Who was Olympios?

He was 26, and he was only getting started. Efstathios Olympios Tsiflidis, who DJed and produced as Olympios, built a sound that Greek techno had been waiting for: hypnotic, textured, heavy on mood, the kind of records that work at 3am and still say something on headphones the next morning. His debut EP, Adventus, landed on Renegade Methodz and announced a producer with real ideas about space and tension, not just drive. He followed it with Everlast and a Vault Sessions mix that carried his name well past Athens.

The bookings were starting to match the music. He played Tresor in Berlin, a room that does not hand its booth to just anyone, along with TILLATEC in Amsterdam and the Principal Club in Thessaloniki. For a young Greek artist, that is the path: build at home, earn the rooms abroad, come back bigger. He was on it.
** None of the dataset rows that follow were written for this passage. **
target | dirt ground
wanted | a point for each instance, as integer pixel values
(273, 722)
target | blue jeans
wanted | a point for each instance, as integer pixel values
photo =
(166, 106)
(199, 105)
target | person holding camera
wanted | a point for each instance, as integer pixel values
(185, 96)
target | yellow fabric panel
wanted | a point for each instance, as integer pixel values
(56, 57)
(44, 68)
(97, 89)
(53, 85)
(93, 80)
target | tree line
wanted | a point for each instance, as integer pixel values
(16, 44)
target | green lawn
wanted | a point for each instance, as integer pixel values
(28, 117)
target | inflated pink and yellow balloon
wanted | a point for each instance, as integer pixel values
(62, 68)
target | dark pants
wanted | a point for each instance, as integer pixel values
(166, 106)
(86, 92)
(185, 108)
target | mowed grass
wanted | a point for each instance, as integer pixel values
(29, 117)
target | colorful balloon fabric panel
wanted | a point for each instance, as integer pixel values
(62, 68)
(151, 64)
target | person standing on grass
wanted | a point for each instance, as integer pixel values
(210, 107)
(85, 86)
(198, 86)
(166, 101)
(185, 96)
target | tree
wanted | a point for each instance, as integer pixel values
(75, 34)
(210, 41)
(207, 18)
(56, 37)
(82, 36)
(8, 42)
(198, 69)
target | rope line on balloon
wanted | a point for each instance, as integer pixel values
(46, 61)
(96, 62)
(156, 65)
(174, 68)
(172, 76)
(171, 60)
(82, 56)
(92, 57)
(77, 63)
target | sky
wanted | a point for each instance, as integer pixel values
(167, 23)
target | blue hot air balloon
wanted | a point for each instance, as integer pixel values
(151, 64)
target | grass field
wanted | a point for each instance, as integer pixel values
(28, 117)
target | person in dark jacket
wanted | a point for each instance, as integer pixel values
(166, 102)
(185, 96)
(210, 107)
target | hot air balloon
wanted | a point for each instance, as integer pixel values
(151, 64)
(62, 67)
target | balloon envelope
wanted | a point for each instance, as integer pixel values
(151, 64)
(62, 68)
What do we know about his death?

The facts, as set out by Greek authorities and reported by Resident Advisor and the Greek press, are stark. On 10 June, Olympios and his mother, Maria, 54, were found dead inside a villa in Longos, a coastal village in the country's west. A 65-year-old man, described as Maria's long-term partner, has been charged with both killings. He remains in custody and denies responsibility. Investigators have pointed to the absence of any sign of a forced entry or a third person at the scene, and the case is still open while forensic work continues.

We are going to leave the rest of the detail to the courts, where it belongs. What matters here is who the scene lost.

Why does it hit the techno world so hard?

Techno is a small world that pretends to be a big one. Names travel fast, the circuit is tight, and a 26-year-old who had just started playing the rooms everyone aspires to is exactly the kind of artist the next ten years were supposed to belong to. Losing him, and in these circumstances, is the sort of news that stops a label group chat cold.

A beautiful, romantic, melancholic soul, is how Endlec, who runs Renegade Methodz, put it, asking people to keep his memory alive through the music.

That is the only fitting response. Pull up Adventus. Play it loud.